Gennevilliers, un port d’avenir

Travailler sur des zones excentrées du territoire des villes, sur des territoires industriels, est sans doute un moyen de regarder la question de l’aménagement urbain de manière plus synthétique. En effet, la complexité, en ce cas, ne tient plus dans la multiplicité des fonctions et des programmes mais dans l’échelle et l’univocité apparente de l’usage du territoire : le port de Gennevilliers représente près de quatre cents hectares de territoire industriel portuaire à la porte de Paris.

De maraîchers, à l’origine, les terrains sont devenus port pétrolier, port container, port logistique et de matières premières.

La résolution des échanges, des connexions et des flux est ici primordiale. Les transferts entre les modes de transports, bateaux, camions, trains, oléoducs constituent le port comme un réseau à couches multiples dont les interfaces ne sont pas des nœuds, mais des surfaces.

Conçue au début du siècle, par les services de la ville de Paris, sur un plan de Fulgence Bienvenüe, la structure du port n’a été réellement achevée que dans les années 1950. Sa forme très caractéristique d’alternance structurante de darses et de môles est devenue très peu lisible au fil des implantations successives qui oblitèrent peu à peu la cohérence d’origine. Le port est devenu une zone industrielle banalisée.

La perspective des études et des propositions a été de remettre en évidence les quatre points forts de la structure du port, de les utiliser comme trame constructive des développements futurs, tout en maintenant le port en activité et en assurant sa mutation.

La stratégie appliquée sur le territoire du port a donc été orientée sur quatre axes principaux.

La reconquête de la présence de l’eau

Rendre perceptible la présence du fleuve et plus généralement de l’eau est une nécessité si l’on veut conserver au port son identité et sa symbolique. La restructuration des darses et le traitement de leur interface avec les espaces publics permet de renforcer la perception de l’eau et d’affirmer le caractère portuaire.

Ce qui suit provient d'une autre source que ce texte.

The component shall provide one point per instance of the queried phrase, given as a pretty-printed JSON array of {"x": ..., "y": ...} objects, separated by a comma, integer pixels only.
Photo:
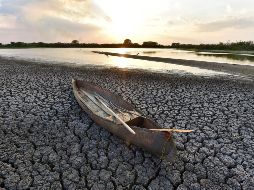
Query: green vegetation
[
  {"x": 234, "y": 46},
  {"x": 76, "y": 44},
  {"x": 220, "y": 47}
]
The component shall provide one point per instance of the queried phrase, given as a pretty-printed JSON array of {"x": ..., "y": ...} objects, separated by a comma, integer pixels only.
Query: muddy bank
[{"x": 47, "y": 141}]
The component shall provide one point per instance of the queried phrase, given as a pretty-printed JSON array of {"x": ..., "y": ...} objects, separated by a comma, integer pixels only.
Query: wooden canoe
[{"x": 148, "y": 135}]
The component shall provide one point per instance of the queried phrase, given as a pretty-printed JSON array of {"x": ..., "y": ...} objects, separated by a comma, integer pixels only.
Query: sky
[{"x": 112, "y": 21}]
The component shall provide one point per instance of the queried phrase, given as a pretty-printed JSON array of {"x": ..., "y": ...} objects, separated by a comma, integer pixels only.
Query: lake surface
[{"x": 85, "y": 57}]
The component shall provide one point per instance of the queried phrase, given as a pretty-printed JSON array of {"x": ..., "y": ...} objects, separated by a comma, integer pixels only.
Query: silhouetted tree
[
  {"x": 150, "y": 44},
  {"x": 75, "y": 42},
  {"x": 127, "y": 42}
]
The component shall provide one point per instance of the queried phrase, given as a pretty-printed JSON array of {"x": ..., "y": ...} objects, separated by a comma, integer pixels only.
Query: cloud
[
  {"x": 218, "y": 25},
  {"x": 51, "y": 20}
]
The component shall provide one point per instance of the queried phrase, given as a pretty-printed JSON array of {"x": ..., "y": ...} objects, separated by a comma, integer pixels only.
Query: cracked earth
[{"x": 48, "y": 142}]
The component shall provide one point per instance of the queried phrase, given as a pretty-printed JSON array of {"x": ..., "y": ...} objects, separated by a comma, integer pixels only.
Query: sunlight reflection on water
[{"x": 87, "y": 57}]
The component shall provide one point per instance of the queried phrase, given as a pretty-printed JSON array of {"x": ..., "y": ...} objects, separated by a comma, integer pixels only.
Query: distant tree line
[
  {"x": 75, "y": 44},
  {"x": 239, "y": 46}
]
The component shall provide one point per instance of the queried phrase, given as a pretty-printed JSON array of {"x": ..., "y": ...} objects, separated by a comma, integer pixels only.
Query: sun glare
[{"x": 125, "y": 19}]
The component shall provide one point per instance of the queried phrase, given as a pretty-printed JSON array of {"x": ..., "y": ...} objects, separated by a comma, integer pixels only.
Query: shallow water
[{"x": 85, "y": 57}]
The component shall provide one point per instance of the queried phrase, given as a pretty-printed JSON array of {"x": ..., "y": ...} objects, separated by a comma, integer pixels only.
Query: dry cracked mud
[{"x": 48, "y": 142}]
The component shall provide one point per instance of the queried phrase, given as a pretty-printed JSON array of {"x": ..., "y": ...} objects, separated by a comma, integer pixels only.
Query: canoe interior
[
  {"x": 92, "y": 98},
  {"x": 88, "y": 92}
]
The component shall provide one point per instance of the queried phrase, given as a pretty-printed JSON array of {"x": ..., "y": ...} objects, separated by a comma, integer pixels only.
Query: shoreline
[
  {"x": 221, "y": 67},
  {"x": 49, "y": 142}
]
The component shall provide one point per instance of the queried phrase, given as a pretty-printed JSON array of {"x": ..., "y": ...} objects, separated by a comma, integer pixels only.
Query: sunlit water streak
[
  {"x": 85, "y": 57},
  {"x": 223, "y": 57}
]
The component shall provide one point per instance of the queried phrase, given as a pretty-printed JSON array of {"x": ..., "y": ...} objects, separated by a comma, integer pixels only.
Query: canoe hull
[{"x": 156, "y": 142}]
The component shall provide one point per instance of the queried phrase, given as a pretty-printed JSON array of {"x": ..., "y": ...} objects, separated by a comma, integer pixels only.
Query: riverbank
[{"x": 49, "y": 142}]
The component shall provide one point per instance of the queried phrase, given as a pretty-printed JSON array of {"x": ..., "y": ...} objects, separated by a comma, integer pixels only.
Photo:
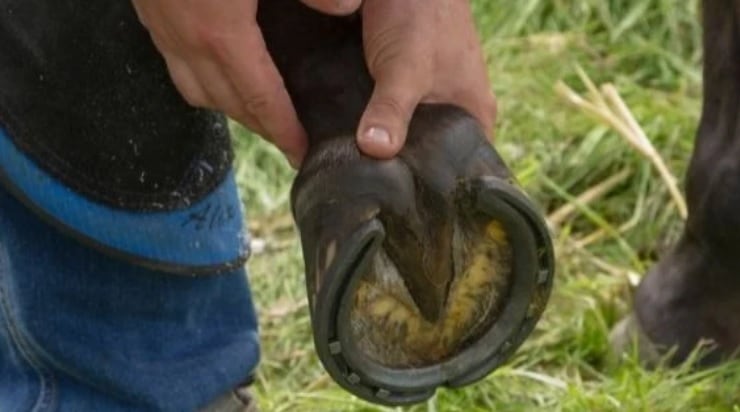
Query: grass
[{"x": 650, "y": 50}]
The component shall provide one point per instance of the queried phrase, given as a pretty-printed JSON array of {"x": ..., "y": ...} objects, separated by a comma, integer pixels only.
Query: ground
[{"x": 650, "y": 50}]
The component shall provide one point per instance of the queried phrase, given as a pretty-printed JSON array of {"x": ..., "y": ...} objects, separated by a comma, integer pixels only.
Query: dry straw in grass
[{"x": 606, "y": 105}]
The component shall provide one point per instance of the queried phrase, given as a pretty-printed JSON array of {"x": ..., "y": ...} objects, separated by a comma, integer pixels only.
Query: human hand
[
  {"x": 420, "y": 51},
  {"x": 217, "y": 59}
]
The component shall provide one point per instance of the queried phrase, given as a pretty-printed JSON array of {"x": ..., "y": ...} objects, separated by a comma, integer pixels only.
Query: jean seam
[{"x": 47, "y": 391}]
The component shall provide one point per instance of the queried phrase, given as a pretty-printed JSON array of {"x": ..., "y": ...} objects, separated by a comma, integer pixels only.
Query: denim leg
[{"x": 80, "y": 331}]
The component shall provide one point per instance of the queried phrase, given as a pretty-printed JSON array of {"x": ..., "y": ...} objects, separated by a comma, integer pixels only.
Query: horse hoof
[{"x": 422, "y": 271}]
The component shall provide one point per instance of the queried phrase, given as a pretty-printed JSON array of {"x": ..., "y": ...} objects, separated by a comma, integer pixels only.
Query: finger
[
  {"x": 264, "y": 96},
  {"x": 187, "y": 82},
  {"x": 400, "y": 61},
  {"x": 221, "y": 93},
  {"x": 334, "y": 7},
  {"x": 384, "y": 124}
]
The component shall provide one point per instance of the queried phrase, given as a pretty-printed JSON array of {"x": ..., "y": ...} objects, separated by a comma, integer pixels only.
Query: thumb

L’exposition du systeme des darses

La structure initiale d’alternance de darses et de môles est prolongée sur les terrains au-delà par une structure de darses vertes. Exposer le système des darses à partir des voies d’accès, c’est alors conférer un caractère paysager au port.

La création d’une “bande active”

La ligne de partage, entre les territoires du port, tournés vers l’eau, et les territoires plus urbains, est constituée de trois strates parallèles :

  • au centre la route,
  • côté darses, un quai minéral strié des voies de chemin de fer et prolongé par les perrés, c’est l’esplanade,
  • et côté ville l’arboretum, longue étendue plantée des diverses essences des bords de
    Seine. Il constitue une berge “déportée” au cœur du port.

L’esplanade est le lieu d’une double promenade sur le port. Le parcours “flash”, en voiture, qui permet aux visiteurs et aux usagers la lecture rapide du système du port. Ce parcours favorise le repérage de tous les éléments constituants. Le deuxième parcours est la flânerie du bord de l’eau, la promenade dans le parc au bord des quais.

L’esplanade est le lieu de la mise en scène du port. Au long de son parcours, des séquences, des points de vue sont ménagés vers l’eau, vers les darses qu’elles soient en eau ou plantées.

C’est au fil de la bande active que s’inscrivent les élements singuliers significatifs de l’histoire du port : les silos céréaliers, le siège historique du port, le bâtiment de l’ancienne douane, les darses…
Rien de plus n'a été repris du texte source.